За то, что говоришь на нашем языке.
За то, что живешь в одном доме с нами.
За то, что живешь.
…что смеешь жить.
Дома так же, как и люди, привыкают видеть вокруг одни и те же фасады и торцы — лица и профили других домов. Дом прекрасно знал своих соседей. Теперь трудно было привыкнуть, что справа пустота. Строго говоря, груду развалин нельзя назвать пустотой: не пустота — останки. Могила дома, который принимал на себя резкий ветер и февральскую пургу. Слева — вечно пустующий, а значит, тоже мертвый дом. Приют для сирых и убогих, слава богу, на месте, но так скрыт за буйной июльской зеленью, что о его присутствии можно только догадываться. Вот пролился дождь, и заблестела крыша: жив курилка! Веселый, хохочущий июльский дождь оживил сонные улицы, облил стены, крыши и уже под прищуренным солнцем продолжал рассеянно клевать булыжник мостовой.
Внизу, где Палисадная упирается в начало Гоголевской, стоит широкоплечий четырехэтажный верзила. Розовая краска цвета дамского белья совсем ему не к лицу; дом конфузится. Дождь на время затушевал неприличную розовость. Весь первый этаж тесно засижен лавками: тут бакалея, хлеб, деликатесы и вино. На самом углу, почти напротив сквера, независимо раскачивается вывеска парикмахерской. Дверь приоткрыта. На пороге стоит парикмахер в полурасстегнутом халате и ковыряет в зубах расколотой спичкой. От сквера широкой дугой идет длинная Романовская улица, где находится Русская гимназия. Ее светло-сизые стены потемнели от дождя. Водосточные желоба фыркают, выплевывая воду. Солнечные зайчики прыгают по мокрым блестящим карнизам.

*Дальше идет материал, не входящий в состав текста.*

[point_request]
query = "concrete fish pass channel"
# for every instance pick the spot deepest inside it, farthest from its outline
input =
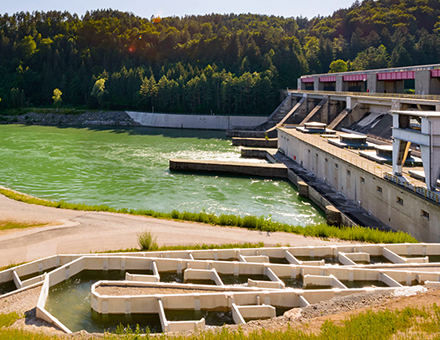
(174, 291)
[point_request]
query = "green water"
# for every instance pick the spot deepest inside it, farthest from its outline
(212, 318)
(128, 168)
(69, 302)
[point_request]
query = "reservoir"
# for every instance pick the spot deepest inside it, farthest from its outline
(128, 168)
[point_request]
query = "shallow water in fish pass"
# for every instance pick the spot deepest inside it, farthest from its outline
(128, 168)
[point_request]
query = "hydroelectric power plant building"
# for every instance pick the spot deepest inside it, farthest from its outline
(376, 151)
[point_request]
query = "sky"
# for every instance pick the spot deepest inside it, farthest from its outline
(164, 8)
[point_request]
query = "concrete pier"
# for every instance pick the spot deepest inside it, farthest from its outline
(250, 169)
(255, 142)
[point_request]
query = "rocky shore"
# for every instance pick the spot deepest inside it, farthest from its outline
(107, 118)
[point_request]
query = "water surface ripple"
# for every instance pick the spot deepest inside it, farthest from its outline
(128, 168)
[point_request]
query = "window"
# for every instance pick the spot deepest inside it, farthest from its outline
(425, 214)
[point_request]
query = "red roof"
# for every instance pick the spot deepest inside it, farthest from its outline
(355, 77)
(435, 73)
(308, 80)
(396, 75)
(327, 79)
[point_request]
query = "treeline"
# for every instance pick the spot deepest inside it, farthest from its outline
(212, 63)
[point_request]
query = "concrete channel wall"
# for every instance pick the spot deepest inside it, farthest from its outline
(391, 204)
(203, 122)
(252, 169)
(209, 266)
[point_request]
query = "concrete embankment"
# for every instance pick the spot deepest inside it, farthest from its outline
(187, 121)
(250, 169)
(255, 142)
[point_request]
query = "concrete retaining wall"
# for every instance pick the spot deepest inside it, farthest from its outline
(262, 170)
(204, 122)
(393, 205)
(255, 142)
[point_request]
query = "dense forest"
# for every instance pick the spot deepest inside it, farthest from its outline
(213, 63)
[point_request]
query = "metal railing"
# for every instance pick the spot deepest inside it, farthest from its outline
(382, 171)
(344, 154)
(433, 196)
(379, 70)
(371, 94)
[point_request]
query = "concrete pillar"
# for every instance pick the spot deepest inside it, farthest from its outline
(333, 215)
(399, 86)
(372, 83)
(423, 82)
(339, 84)
(400, 153)
(303, 189)
(316, 84)
(434, 86)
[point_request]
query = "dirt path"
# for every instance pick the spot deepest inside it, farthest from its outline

Больше всего народу на Гоголевской, у синагоги. Это серое здание, строгое и элегантное: высокие окна, у входа колонны; несколько входных дверей, а под крышей тоже окна, только круглые; зачем бы? Что такое синагога, дом толком не знает, но не признаваться же… С деликатесами проще — оттуда несутся запахи, а у дверей теперь всегда очереди. Около синагоги очереди нет, просто все заходят внутрь, а зачем — неизвестно; и кто там живет, тоже неведомо…

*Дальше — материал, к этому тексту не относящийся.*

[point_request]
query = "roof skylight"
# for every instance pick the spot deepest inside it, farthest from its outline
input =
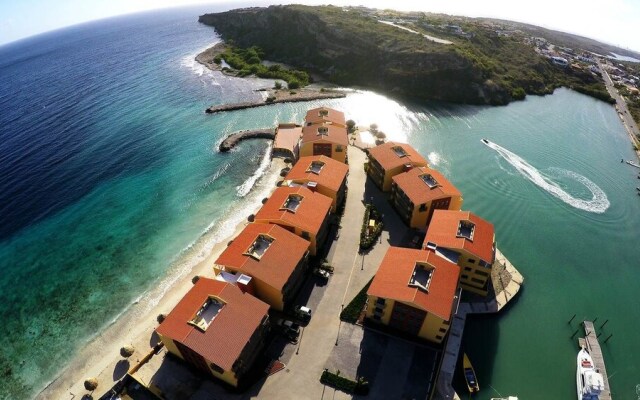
(259, 246)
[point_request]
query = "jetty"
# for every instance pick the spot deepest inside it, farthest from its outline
(592, 345)
(277, 98)
(632, 164)
(232, 140)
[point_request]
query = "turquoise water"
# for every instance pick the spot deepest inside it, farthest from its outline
(110, 180)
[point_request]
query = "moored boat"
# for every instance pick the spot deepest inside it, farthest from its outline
(589, 382)
(470, 375)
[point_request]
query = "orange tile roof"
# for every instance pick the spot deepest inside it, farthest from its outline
(309, 215)
(277, 263)
(443, 231)
(392, 280)
(334, 116)
(287, 137)
(227, 335)
(418, 191)
(331, 176)
(388, 159)
(335, 134)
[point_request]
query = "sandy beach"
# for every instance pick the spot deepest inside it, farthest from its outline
(101, 358)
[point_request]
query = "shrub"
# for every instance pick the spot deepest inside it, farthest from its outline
(346, 385)
(367, 240)
(352, 311)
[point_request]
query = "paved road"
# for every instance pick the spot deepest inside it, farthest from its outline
(621, 104)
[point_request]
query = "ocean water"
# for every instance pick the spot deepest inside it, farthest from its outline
(110, 181)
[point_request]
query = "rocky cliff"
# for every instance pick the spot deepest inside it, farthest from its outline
(350, 49)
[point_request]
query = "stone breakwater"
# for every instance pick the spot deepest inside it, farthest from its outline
(277, 97)
(232, 140)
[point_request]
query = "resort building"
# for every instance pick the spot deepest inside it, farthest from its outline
(414, 291)
(391, 159)
(320, 174)
(324, 140)
(217, 328)
(300, 211)
(467, 240)
(325, 115)
(417, 193)
(286, 141)
(266, 261)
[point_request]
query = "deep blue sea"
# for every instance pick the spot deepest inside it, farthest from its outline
(110, 181)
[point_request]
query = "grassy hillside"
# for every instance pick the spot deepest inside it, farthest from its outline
(351, 47)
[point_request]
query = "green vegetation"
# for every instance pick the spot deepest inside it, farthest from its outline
(360, 387)
(352, 311)
(248, 61)
(350, 47)
(368, 237)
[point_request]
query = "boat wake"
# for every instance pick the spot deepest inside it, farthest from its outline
(598, 203)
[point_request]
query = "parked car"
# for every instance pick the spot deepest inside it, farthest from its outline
(290, 329)
(321, 273)
(303, 313)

Соборная башня, о которой так много говорят в последнее время, отсюда тоже видна, хоть для этого нужно было привстать на цыпочки; зато башня видела все дома! Если бы четвертого июля она высилась над городом, как прежде, то увидела бы молодцеватых веселых парней, которые устроили вокруг синагоги импровизированный хоровод. Парни перебрасывались шутками и гранатами. От шуток громко смеялись, а гранаты бережно ловили и ловко швыряли прямо в высокие окна. Но башня не видела того, что видел дом, не отводила глаза от зловещих факелов, не слышала взрывов гранат и нечеловеческих людских криков. Чисто прополосканное небо заволокло тяжелым дымом, и звуки стрельбы не могли заглушить криков.
В тот день Каин опять убил брата своего Авеля.
Убил, но не ограничился этим, как тогда, в поле, на заре человечества, а превратил акт в процесс.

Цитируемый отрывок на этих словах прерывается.